Beginning this summer, AIM wholesalers will manage mutual funds and SMAs from both units, McMeans said at a media briefing, sponsored by the Money Management Institute, an SMA trade group.

AIM has standardized its operations so that about 90% of its retail mutual funds now clear through FundServe, and AIM can more nimbly go after the wealth accumulated during the late 1990s tech boom, which have made SMAs the hottest sector in a post-tech bubble and bear market.

The effort is transforming AIM from a traditional, retail-oriented mutual fund company into a more institutional-styled operation. "SMAs are really the point by which the retail and the institutional worlds are beginning to merge and meld together, much the same way mutual funds did years ago when load and no-load funds came together," McMeans said.

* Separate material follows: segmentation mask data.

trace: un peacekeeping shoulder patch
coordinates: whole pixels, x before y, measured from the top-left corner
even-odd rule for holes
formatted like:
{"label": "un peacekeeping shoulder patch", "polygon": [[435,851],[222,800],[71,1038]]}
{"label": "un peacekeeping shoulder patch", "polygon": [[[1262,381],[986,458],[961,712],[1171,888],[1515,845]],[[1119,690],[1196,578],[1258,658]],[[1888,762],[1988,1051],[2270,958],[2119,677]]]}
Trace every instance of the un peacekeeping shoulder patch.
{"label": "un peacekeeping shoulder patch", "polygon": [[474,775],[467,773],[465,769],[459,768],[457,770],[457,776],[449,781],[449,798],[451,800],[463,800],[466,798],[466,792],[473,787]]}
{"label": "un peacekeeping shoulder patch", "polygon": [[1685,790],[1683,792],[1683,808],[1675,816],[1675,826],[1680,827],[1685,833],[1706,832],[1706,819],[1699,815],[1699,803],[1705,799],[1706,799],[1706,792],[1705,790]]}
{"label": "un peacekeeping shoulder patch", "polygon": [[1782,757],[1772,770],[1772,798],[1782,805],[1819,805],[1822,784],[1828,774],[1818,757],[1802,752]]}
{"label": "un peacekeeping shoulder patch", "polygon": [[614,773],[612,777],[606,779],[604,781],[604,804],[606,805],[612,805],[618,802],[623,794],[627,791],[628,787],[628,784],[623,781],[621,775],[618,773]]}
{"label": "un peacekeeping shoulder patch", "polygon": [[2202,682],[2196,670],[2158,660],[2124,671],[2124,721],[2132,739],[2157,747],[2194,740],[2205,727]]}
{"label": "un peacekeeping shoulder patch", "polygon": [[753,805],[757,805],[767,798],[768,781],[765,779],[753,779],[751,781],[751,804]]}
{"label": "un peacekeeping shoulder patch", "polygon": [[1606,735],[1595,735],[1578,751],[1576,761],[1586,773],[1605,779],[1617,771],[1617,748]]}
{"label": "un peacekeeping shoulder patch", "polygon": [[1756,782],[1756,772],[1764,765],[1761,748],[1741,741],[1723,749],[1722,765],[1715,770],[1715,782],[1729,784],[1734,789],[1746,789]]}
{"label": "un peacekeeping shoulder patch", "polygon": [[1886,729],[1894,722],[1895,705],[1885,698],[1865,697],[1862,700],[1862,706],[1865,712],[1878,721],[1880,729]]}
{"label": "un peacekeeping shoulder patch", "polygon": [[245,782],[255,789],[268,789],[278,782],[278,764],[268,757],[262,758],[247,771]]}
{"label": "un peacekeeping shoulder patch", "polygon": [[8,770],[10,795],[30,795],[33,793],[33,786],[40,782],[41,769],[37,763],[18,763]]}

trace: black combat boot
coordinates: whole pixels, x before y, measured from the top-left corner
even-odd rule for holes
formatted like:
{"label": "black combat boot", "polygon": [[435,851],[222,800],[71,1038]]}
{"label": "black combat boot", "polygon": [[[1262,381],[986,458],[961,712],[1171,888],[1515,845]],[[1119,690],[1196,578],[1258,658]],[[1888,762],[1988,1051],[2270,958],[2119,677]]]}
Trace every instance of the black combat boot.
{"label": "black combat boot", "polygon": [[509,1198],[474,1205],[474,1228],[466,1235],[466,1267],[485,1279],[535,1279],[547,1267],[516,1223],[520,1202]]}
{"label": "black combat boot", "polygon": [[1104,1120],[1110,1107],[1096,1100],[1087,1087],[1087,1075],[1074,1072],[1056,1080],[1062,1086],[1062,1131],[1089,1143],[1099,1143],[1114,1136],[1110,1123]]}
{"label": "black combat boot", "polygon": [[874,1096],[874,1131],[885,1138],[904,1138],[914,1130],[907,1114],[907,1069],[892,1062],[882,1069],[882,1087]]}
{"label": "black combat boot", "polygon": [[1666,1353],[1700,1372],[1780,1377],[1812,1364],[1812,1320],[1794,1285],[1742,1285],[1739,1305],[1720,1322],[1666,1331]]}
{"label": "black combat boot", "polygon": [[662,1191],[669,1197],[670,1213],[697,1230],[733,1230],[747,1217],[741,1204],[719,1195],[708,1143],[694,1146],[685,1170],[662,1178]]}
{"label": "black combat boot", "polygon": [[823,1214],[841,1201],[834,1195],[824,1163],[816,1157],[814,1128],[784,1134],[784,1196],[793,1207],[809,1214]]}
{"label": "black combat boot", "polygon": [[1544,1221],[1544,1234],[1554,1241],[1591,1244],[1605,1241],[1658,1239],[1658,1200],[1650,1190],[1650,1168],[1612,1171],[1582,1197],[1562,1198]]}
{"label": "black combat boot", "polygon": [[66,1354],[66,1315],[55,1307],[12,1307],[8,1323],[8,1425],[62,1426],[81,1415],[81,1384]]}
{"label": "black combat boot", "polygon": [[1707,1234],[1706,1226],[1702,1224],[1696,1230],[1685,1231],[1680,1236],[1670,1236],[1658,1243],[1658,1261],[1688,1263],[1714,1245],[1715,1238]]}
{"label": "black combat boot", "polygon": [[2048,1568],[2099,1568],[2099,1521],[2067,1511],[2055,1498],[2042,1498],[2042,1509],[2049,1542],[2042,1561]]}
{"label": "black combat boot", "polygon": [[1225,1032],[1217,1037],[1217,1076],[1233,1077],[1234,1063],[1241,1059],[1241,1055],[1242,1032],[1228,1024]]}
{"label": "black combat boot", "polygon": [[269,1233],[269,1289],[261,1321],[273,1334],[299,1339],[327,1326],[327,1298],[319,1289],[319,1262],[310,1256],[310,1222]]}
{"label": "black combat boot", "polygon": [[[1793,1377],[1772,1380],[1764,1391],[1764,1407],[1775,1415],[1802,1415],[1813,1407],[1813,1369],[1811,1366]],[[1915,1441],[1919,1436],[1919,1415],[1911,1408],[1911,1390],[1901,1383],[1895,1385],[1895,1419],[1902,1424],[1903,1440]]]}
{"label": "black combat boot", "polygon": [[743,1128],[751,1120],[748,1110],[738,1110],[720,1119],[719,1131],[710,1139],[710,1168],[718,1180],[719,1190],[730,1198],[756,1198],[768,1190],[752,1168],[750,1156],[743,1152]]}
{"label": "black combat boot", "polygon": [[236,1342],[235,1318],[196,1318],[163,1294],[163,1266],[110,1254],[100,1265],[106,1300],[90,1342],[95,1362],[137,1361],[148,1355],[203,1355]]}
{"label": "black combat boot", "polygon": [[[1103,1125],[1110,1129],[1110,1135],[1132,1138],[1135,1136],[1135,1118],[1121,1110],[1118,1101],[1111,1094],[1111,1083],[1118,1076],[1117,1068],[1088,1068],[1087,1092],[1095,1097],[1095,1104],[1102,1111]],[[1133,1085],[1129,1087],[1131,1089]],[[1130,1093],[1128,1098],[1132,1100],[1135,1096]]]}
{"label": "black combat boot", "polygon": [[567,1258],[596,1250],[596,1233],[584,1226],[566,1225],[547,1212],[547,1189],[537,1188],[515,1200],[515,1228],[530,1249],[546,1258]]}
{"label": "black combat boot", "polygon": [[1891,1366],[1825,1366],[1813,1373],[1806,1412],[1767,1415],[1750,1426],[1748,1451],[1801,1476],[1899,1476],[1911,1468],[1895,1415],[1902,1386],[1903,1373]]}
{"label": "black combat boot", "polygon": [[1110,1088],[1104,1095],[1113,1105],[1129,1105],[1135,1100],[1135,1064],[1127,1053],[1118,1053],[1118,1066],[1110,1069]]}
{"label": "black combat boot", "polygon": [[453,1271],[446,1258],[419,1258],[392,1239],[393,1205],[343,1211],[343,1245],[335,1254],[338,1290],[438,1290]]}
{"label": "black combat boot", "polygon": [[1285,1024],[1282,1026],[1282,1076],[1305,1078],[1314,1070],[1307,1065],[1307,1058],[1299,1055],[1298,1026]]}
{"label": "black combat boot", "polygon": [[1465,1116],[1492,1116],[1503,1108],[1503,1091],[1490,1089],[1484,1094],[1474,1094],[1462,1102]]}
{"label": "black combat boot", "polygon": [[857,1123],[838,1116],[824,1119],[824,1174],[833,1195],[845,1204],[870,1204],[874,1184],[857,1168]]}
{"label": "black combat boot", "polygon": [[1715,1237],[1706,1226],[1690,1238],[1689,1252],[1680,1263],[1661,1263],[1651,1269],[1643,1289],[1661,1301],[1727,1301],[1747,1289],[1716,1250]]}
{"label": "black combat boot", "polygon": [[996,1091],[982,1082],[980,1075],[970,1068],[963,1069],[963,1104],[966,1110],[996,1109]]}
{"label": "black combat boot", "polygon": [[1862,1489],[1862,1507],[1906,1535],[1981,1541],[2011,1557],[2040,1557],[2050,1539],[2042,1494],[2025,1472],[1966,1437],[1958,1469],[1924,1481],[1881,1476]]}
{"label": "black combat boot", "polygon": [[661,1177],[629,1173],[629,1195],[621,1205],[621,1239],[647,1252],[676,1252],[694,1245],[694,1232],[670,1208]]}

Despite the consolidation, senior management empowered McMeans to hire an additional 35 staff and build a unit focused on SMAs from scratch. "The reason for this is there’s such commitment from the top to have a credible offering for separate accounts," McMeans said.

AIM Private Asset Management was launched in the first quarter of 2000, with the first account coming in toward the end of 2000. The unit has about $800 million in assets under management now across 3,670 accounts, following a growth spurt last year, McMeans said. The firm participates in 15 sponsored programs and has six portfolio styles.